O orçamento do FGTS para este ano, aprovado pelo Conselho Curador do fundo, indica disponibilidade de R$ 46,9 bilhões. Desses, R$ 30,6 bilhões serão aplicados em habitação, R$ 4,8 bilhões em saneamento básico, e R$ 11,5 bilhões para projetos de infraestrutura (R$ 4 bilhões para transporte urbano e R$ 7,5 bilhões para o fundo de investimento que investe em energia, rodovia, ferrovia, hidrovia e portos, entre outros).

O fundo tinha, em 2010, R$ 260 bilhões em ativos, sendo que R$ 112 bilhões estão aplicados em títulos públicos. São 33,49% em títulos atrelados à taxa Selic, 29,04% em papéis indexados a índices de preços e 37,47% em pré-fixados. Outros R$ 120 bilhões estão investidos em habitação, saneamento e infraestrutura urbana, operações que têm rendimento estimado este ano de R$ 15 bilhões. O restante está em debêntures e no FI-FGTS.

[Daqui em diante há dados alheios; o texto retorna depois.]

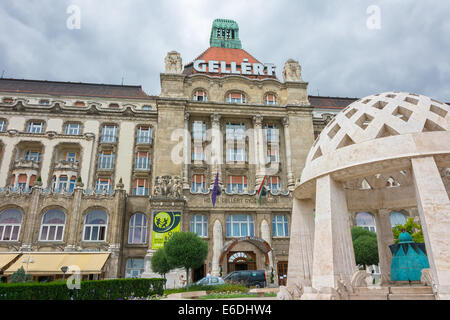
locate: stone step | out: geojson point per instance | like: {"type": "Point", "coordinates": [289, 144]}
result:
{"type": "Point", "coordinates": [411, 290]}
{"type": "Point", "coordinates": [411, 297]}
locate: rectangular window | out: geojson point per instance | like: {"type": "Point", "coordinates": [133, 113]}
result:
{"type": "Point", "coordinates": [35, 127]}
{"type": "Point", "coordinates": [109, 134]}
{"type": "Point", "coordinates": [198, 183]}
{"type": "Point", "coordinates": [106, 160]}
{"type": "Point", "coordinates": [73, 129]}
{"type": "Point", "coordinates": [144, 135]}
{"type": "Point", "coordinates": [236, 184]}
{"type": "Point", "coordinates": [142, 161]}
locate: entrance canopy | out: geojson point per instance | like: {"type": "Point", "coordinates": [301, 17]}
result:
{"type": "Point", "coordinates": [51, 263]}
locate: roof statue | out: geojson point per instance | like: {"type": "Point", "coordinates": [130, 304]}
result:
{"type": "Point", "coordinates": [225, 34]}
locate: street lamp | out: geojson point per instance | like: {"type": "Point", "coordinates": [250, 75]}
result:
{"type": "Point", "coordinates": [64, 270]}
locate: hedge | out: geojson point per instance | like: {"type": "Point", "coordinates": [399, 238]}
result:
{"type": "Point", "coordinates": [89, 290]}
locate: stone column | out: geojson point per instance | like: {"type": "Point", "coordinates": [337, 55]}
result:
{"type": "Point", "coordinates": [434, 211]}
{"type": "Point", "coordinates": [301, 243]}
{"type": "Point", "coordinates": [186, 151]}
{"type": "Point", "coordinates": [217, 248]}
{"type": "Point", "coordinates": [385, 238]}
{"type": "Point", "coordinates": [333, 254]}
{"type": "Point", "coordinates": [259, 155]}
{"type": "Point", "coordinates": [216, 148]}
{"type": "Point", "coordinates": [287, 143]}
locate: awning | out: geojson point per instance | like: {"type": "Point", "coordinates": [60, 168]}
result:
{"type": "Point", "coordinates": [51, 263]}
{"type": "Point", "coordinates": [6, 258]}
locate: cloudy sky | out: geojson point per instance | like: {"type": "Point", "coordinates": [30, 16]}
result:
{"type": "Point", "coordinates": [338, 43]}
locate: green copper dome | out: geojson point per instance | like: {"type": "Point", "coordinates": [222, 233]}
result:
{"type": "Point", "coordinates": [225, 34]}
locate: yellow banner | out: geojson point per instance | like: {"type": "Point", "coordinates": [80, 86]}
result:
{"type": "Point", "coordinates": [165, 225]}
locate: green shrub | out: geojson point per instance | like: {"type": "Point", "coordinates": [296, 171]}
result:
{"type": "Point", "coordinates": [89, 290]}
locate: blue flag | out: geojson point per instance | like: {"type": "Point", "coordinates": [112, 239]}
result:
{"type": "Point", "coordinates": [216, 190]}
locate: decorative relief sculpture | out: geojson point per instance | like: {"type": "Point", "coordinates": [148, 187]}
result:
{"type": "Point", "coordinates": [173, 62]}
{"type": "Point", "coordinates": [168, 187]}
{"type": "Point", "coordinates": [292, 71]}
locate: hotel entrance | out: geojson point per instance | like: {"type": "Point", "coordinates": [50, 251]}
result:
{"type": "Point", "coordinates": [241, 260]}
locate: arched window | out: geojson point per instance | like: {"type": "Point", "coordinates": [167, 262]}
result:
{"type": "Point", "coordinates": [366, 220]}
{"type": "Point", "coordinates": [200, 95]}
{"type": "Point", "coordinates": [137, 233]}
{"type": "Point", "coordinates": [397, 218]}
{"type": "Point", "coordinates": [52, 226]}
{"type": "Point", "coordinates": [270, 99]}
{"type": "Point", "coordinates": [95, 226]}
{"type": "Point", "coordinates": [280, 226]}
{"type": "Point", "coordinates": [10, 223]}
{"type": "Point", "coordinates": [240, 226]}
{"type": "Point", "coordinates": [236, 97]}
{"type": "Point", "coordinates": [134, 268]}
{"type": "Point", "coordinates": [199, 225]}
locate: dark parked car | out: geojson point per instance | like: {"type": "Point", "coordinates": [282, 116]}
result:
{"type": "Point", "coordinates": [249, 278]}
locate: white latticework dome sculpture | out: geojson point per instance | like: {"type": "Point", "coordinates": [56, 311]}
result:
{"type": "Point", "coordinates": [385, 152]}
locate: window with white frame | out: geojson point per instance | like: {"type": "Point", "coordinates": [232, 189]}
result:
{"type": "Point", "coordinates": [199, 225]}
{"type": "Point", "coordinates": [137, 233]}
{"type": "Point", "coordinates": [237, 184]}
{"type": "Point", "coordinates": [52, 226]}
{"type": "Point", "coordinates": [144, 134]}
{"type": "Point", "coordinates": [95, 225]}
{"type": "Point", "coordinates": [270, 99]}
{"type": "Point", "coordinates": [240, 226]}
{"type": "Point", "coordinates": [141, 187]}
{"type": "Point", "coordinates": [109, 134]}
{"type": "Point", "coordinates": [280, 226]}
{"type": "Point", "coordinates": [236, 97]}
{"type": "Point", "coordinates": [274, 183]}
{"type": "Point", "coordinates": [10, 224]}
{"type": "Point", "coordinates": [366, 221]}
{"type": "Point", "coordinates": [35, 127]}
{"type": "Point", "coordinates": [134, 268]}
{"type": "Point", "coordinates": [31, 155]}
{"type": "Point", "coordinates": [106, 160]}
{"type": "Point", "coordinates": [200, 95]}
{"type": "Point", "coordinates": [198, 183]}
{"type": "Point", "coordinates": [103, 184]}
{"type": "Point", "coordinates": [2, 125]}
{"type": "Point", "coordinates": [73, 129]}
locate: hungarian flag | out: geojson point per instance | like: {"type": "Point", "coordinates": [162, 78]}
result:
{"type": "Point", "coordinates": [216, 190]}
{"type": "Point", "coordinates": [262, 190]}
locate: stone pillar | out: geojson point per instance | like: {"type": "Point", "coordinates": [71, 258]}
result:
{"type": "Point", "coordinates": [333, 254]}
{"type": "Point", "coordinates": [385, 238]}
{"type": "Point", "coordinates": [217, 248]}
{"type": "Point", "coordinates": [434, 211]}
{"type": "Point", "coordinates": [287, 143]}
{"type": "Point", "coordinates": [186, 151]}
{"type": "Point", "coordinates": [216, 148]}
{"type": "Point", "coordinates": [259, 155]}
{"type": "Point", "coordinates": [301, 243]}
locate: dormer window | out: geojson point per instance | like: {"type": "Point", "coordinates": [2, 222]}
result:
{"type": "Point", "coordinates": [200, 95]}
{"type": "Point", "coordinates": [236, 97]}
{"type": "Point", "coordinates": [270, 99]}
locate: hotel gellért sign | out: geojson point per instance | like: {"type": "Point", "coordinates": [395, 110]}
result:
{"type": "Point", "coordinates": [247, 68]}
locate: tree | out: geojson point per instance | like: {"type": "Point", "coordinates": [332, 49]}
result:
{"type": "Point", "coordinates": [20, 276]}
{"type": "Point", "coordinates": [414, 229]}
{"type": "Point", "coordinates": [365, 246]}
{"type": "Point", "coordinates": [186, 250]}
{"type": "Point", "coordinates": [159, 263]}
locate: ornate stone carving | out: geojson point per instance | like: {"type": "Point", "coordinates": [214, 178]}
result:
{"type": "Point", "coordinates": [168, 187]}
{"type": "Point", "coordinates": [173, 62]}
{"type": "Point", "coordinates": [292, 71]}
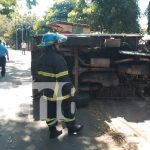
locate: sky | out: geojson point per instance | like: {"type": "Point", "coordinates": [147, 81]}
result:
{"type": "Point", "coordinates": [43, 5]}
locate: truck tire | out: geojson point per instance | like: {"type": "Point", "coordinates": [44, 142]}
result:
{"type": "Point", "coordinates": [81, 100]}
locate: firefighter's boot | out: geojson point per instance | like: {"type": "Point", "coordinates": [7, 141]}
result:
{"type": "Point", "coordinates": [75, 129]}
{"type": "Point", "coordinates": [54, 132]}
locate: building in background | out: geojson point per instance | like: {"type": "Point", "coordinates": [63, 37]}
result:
{"type": "Point", "coordinates": [69, 28]}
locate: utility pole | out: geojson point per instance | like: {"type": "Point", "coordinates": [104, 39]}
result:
{"type": "Point", "coordinates": [22, 32]}
{"type": "Point", "coordinates": [16, 39]}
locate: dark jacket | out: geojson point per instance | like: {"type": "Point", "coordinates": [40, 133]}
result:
{"type": "Point", "coordinates": [52, 68]}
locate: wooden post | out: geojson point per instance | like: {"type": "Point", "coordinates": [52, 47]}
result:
{"type": "Point", "coordinates": [76, 69]}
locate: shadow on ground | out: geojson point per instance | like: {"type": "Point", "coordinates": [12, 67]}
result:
{"type": "Point", "coordinates": [29, 135]}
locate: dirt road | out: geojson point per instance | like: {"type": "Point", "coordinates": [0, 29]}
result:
{"type": "Point", "coordinates": [109, 124]}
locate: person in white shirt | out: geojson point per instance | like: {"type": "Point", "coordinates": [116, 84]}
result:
{"type": "Point", "coordinates": [23, 47]}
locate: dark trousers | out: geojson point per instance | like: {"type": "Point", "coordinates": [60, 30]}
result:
{"type": "Point", "coordinates": [2, 65]}
{"type": "Point", "coordinates": [65, 109]}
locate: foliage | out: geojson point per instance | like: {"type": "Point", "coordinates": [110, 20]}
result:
{"type": "Point", "coordinates": [7, 6]}
{"type": "Point", "coordinates": [117, 16]}
{"type": "Point", "coordinates": [148, 18]}
{"type": "Point", "coordinates": [60, 10]}
{"type": "Point", "coordinates": [31, 3]}
{"type": "Point", "coordinates": [81, 13]}
{"type": "Point", "coordinates": [107, 15]}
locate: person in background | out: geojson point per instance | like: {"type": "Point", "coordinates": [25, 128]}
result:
{"type": "Point", "coordinates": [52, 68]}
{"type": "Point", "coordinates": [3, 54]}
{"type": "Point", "coordinates": [23, 47]}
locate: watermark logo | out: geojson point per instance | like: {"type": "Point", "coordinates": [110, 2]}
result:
{"type": "Point", "coordinates": [53, 91]}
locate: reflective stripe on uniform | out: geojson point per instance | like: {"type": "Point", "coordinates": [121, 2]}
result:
{"type": "Point", "coordinates": [69, 120]}
{"type": "Point", "coordinates": [51, 121]}
{"type": "Point", "coordinates": [58, 98]}
{"type": "Point", "coordinates": [53, 75]}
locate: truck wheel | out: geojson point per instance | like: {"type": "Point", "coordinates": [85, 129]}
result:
{"type": "Point", "coordinates": [81, 100]}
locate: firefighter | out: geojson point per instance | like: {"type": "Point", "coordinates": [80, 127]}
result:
{"type": "Point", "coordinates": [52, 68]}
{"type": "Point", "coordinates": [3, 53]}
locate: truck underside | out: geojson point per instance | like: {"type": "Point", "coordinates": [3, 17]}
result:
{"type": "Point", "coordinates": [105, 65]}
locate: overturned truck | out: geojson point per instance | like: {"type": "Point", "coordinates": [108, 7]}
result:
{"type": "Point", "coordinates": [105, 65]}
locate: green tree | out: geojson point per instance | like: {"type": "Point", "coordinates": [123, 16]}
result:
{"type": "Point", "coordinates": [7, 6]}
{"type": "Point", "coordinates": [31, 3]}
{"type": "Point", "coordinates": [60, 10]}
{"type": "Point", "coordinates": [116, 16]}
{"type": "Point", "coordinates": [81, 13]}
{"type": "Point", "coordinates": [148, 17]}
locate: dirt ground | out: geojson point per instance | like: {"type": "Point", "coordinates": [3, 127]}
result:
{"type": "Point", "coordinates": [108, 124]}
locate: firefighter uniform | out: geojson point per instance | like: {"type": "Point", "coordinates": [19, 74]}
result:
{"type": "Point", "coordinates": [52, 69]}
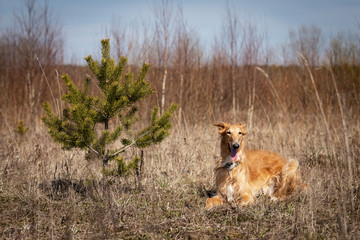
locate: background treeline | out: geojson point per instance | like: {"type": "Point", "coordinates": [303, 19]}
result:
{"type": "Point", "coordinates": [238, 74]}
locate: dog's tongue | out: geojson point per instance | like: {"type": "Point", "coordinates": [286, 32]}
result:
{"type": "Point", "coordinates": [233, 153]}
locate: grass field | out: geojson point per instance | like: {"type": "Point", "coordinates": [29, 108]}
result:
{"type": "Point", "coordinates": [46, 192]}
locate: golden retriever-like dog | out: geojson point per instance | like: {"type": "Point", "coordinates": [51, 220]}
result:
{"type": "Point", "coordinates": [241, 175]}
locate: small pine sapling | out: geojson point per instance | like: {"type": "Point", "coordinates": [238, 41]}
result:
{"type": "Point", "coordinates": [78, 125]}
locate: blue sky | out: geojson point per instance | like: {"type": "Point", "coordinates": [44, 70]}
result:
{"type": "Point", "coordinates": [84, 21]}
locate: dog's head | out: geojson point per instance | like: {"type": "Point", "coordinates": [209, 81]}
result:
{"type": "Point", "coordinates": [233, 136]}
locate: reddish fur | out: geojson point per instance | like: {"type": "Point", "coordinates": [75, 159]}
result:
{"type": "Point", "coordinates": [258, 170]}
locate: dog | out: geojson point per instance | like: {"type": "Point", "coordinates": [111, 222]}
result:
{"type": "Point", "coordinates": [242, 175]}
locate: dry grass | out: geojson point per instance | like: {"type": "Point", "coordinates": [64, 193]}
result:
{"type": "Point", "coordinates": [48, 193]}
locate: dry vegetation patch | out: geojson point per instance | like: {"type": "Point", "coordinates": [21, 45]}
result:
{"type": "Point", "coordinates": [48, 193]}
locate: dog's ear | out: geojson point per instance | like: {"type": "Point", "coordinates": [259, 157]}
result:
{"type": "Point", "coordinates": [221, 126]}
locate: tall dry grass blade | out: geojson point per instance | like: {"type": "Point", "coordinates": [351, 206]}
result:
{"type": "Point", "coordinates": [347, 145]}
{"type": "Point", "coordinates": [10, 131]}
{"type": "Point", "coordinates": [319, 102]}
{"type": "Point", "coordinates": [273, 90]}
{"type": "Point", "coordinates": [48, 84]}
{"type": "Point", "coordinates": [327, 129]}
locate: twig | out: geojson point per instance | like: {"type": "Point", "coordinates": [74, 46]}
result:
{"type": "Point", "coordinates": [47, 82]}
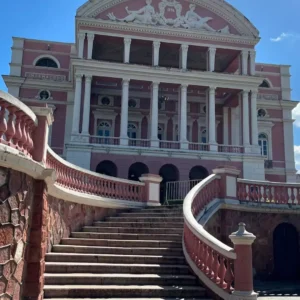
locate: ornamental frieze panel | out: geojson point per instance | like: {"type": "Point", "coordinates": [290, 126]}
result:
{"type": "Point", "coordinates": [168, 13]}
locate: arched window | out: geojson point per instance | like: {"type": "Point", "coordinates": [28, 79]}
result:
{"type": "Point", "coordinates": [204, 136]}
{"type": "Point", "coordinates": [104, 129]}
{"type": "Point", "coordinates": [132, 131]}
{"type": "Point", "coordinates": [265, 84]}
{"type": "Point", "coordinates": [264, 144]}
{"type": "Point", "coordinates": [47, 63]}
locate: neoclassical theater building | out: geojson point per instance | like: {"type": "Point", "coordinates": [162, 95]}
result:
{"type": "Point", "coordinates": [169, 87]}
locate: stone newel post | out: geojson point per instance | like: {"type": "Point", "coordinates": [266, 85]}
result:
{"type": "Point", "coordinates": [152, 185]}
{"type": "Point", "coordinates": [243, 274]}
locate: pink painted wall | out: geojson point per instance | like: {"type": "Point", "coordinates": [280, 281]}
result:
{"type": "Point", "coordinates": [184, 165]}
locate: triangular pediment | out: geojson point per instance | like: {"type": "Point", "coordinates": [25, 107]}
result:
{"type": "Point", "coordinates": [198, 15]}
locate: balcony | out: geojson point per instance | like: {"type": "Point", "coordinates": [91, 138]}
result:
{"type": "Point", "coordinates": [174, 147]}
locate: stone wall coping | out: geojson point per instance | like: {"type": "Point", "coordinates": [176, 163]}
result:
{"type": "Point", "coordinates": [12, 101]}
{"type": "Point", "coordinates": [72, 166]}
{"type": "Point", "coordinates": [198, 229]}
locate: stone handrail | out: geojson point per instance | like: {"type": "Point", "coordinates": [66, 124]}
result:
{"type": "Point", "coordinates": [17, 123]}
{"type": "Point", "coordinates": [81, 180]}
{"type": "Point", "coordinates": [268, 192]}
{"type": "Point", "coordinates": [209, 258]}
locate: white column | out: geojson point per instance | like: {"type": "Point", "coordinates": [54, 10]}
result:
{"type": "Point", "coordinates": [225, 126]}
{"type": "Point", "coordinates": [124, 112]}
{"type": "Point", "coordinates": [246, 138]}
{"type": "Point", "coordinates": [155, 54]}
{"type": "Point", "coordinates": [183, 56]}
{"type": "Point", "coordinates": [212, 117]}
{"type": "Point", "coordinates": [254, 125]}
{"type": "Point", "coordinates": [77, 104]}
{"type": "Point", "coordinates": [87, 105]}
{"type": "Point", "coordinates": [183, 117]}
{"type": "Point", "coordinates": [154, 115]}
{"type": "Point", "coordinates": [244, 56]}
{"type": "Point", "coordinates": [252, 62]}
{"type": "Point", "coordinates": [81, 38]}
{"type": "Point", "coordinates": [127, 44]}
{"type": "Point", "coordinates": [91, 38]}
{"type": "Point", "coordinates": [211, 59]}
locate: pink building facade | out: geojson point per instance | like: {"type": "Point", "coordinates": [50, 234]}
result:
{"type": "Point", "coordinates": [163, 87]}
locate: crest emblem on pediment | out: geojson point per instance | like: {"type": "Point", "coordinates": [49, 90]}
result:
{"type": "Point", "coordinates": [147, 15]}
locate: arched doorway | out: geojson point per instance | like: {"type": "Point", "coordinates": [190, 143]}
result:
{"type": "Point", "coordinates": [108, 168]}
{"type": "Point", "coordinates": [198, 173]}
{"type": "Point", "coordinates": [136, 170]}
{"type": "Point", "coordinates": [168, 173]}
{"type": "Point", "coordinates": [286, 252]}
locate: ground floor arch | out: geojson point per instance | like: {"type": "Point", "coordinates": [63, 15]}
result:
{"type": "Point", "coordinates": [108, 168]}
{"type": "Point", "coordinates": [286, 252]}
{"type": "Point", "coordinates": [198, 173]}
{"type": "Point", "coordinates": [136, 170]}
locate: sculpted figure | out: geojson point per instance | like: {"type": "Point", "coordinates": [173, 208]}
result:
{"type": "Point", "coordinates": [143, 16]}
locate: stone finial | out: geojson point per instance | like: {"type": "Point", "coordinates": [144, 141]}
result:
{"type": "Point", "coordinates": [242, 236]}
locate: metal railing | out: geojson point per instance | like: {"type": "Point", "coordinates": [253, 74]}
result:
{"type": "Point", "coordinates": [177, 190]}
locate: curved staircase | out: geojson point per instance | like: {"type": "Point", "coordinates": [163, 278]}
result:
{"type": "Point", "coordinates": [135, 255]}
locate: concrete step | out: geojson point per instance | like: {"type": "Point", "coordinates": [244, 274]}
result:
{"type": "Point", "coordinates": [113, 258]}
{"type": "Point", "coordinates": [133, 230]}
{"type": "Point", "coordinates": [117, 250]}
{"type": "Point", "coordinates": [146, 219]}
{"type": "Point", "coordinates": [152, 214]}
{"type": "Point", "coordinates": [105, 268]}
{"type": "Point", "coordinates": [139, 225]}
{"type": "Point", "coordinates": [119, 279]}
{"type": "Point", "coordinates": [93, 291]}
{"type": "Point", "coordinates": [127, 236]}
{"type": "Point", "coordinates": [121, 243]}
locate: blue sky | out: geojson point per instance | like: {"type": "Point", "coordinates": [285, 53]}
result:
{"type": "Point", "coordinates": [54, 20]}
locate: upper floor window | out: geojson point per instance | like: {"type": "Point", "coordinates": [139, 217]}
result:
{"type": "Point", "coordinates": [47, 63]}
{"type": "Point", "coordinates": [264, 144]}
{"type": "Point", "coordinates": [265, 84]}
{"type": "Point", "coordinates": [132, 131]}
{"type": "Point", "coordinates": [104, 129]}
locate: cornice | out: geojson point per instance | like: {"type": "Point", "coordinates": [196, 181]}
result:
{"type": "Point", "coordinates": [221, 8]}
{"type": "Point", "coordinates": [173, 76]}
{"type": "Point", "coordinates": [168, 32]}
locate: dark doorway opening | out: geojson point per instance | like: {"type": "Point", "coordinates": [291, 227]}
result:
{"type": "Point", "coordinates": [108, 168]}
{"type": "Point", "coordinates": [286, 252]}
{"type": "Point", "coordinates": [136, 170]}
{"type": "Point", "coordinates": [198, 173]}
{"type": "Point", "coordinates": [168, 173]}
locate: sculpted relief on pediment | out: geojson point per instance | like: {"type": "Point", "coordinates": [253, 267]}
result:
{"type": "Point", "coordinates": [147, 15]}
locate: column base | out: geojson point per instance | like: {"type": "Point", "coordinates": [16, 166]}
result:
{"type": "Point", "coordinates": [154, 143]}
{"type": "Point", "coordinates": [184, 145]}
{"type": "Point", "coordinates": [237, 295]}
{"type": "Point", "coordinates": [124, 141]}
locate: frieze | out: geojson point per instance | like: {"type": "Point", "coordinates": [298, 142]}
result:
{"type": "Point", "coordinates": [41, 76]}
{"type": "Point", "coordinates": [147, 15]}
{"type": "Point", "coordinates": [267, 97]}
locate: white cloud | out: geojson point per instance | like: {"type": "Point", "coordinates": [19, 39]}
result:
{"type": "Point", "coordinates": [297, 156]}
{"type": "Point", "coordinates": [296, 115]}
{"type": "Point", "coordinates": [284, 36]}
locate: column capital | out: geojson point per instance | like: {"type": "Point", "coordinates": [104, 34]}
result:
{"type": "Point", "coordinates": [125, 81]}
{"type": "Point", "coordinates": [90, 36]}
{"type": "Point", "coordinates": [81, 35]}
{"type": "Point", "coordinates": [184, 47]}
{"type": "Point", "coordinates": [156, 44]}
{"type": "Point", "coordinates": [78, 76]}
{"type": "Point", "coordinates": [127, 41]}
{"type": "Point", "coordinates": [88, 78]}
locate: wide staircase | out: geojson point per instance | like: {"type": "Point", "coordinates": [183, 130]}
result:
{"type": "Point", "coordinates": [135, 255]}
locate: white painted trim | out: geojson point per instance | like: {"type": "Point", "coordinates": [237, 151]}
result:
{"type": "Point", "coordinates": [46, 56]}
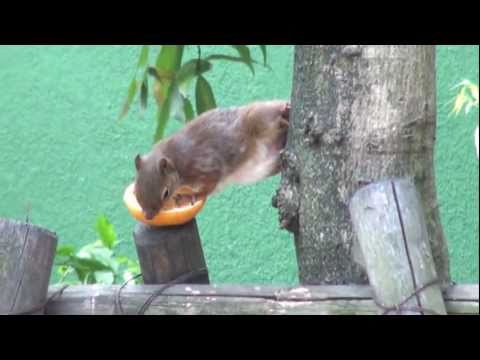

Se havia alguma finalidade na criação do fundo de garantia há 45 anos atrás, está já está mais do que superada. No governo, o debate só começou agora e de forma acanhada.

O economista Pérsio Arida, ex-presidente do Banco Central, vem chamando a atenção sobre a necessidade de se desmontar os mecanismos compulsórios de poupança há quase uma década.

Em entrevista ao Valor, em 2004, ele questionava: “Com que direito o Estado se arvora juiz das necessidades do trabalhador? Quem é o Estado para dizer que é melhor para o trabalhador deixar seu dinheiro no FGTS do que comprar um remédio para o filho, alimento para sua família ou investir em um negócio próprio? O sinal enviado pela poupança compulsória é de descrença no padrão monetário porque o dinheiro administrado pelo governo nos fundos compulsórios rende menos do que o CDI.”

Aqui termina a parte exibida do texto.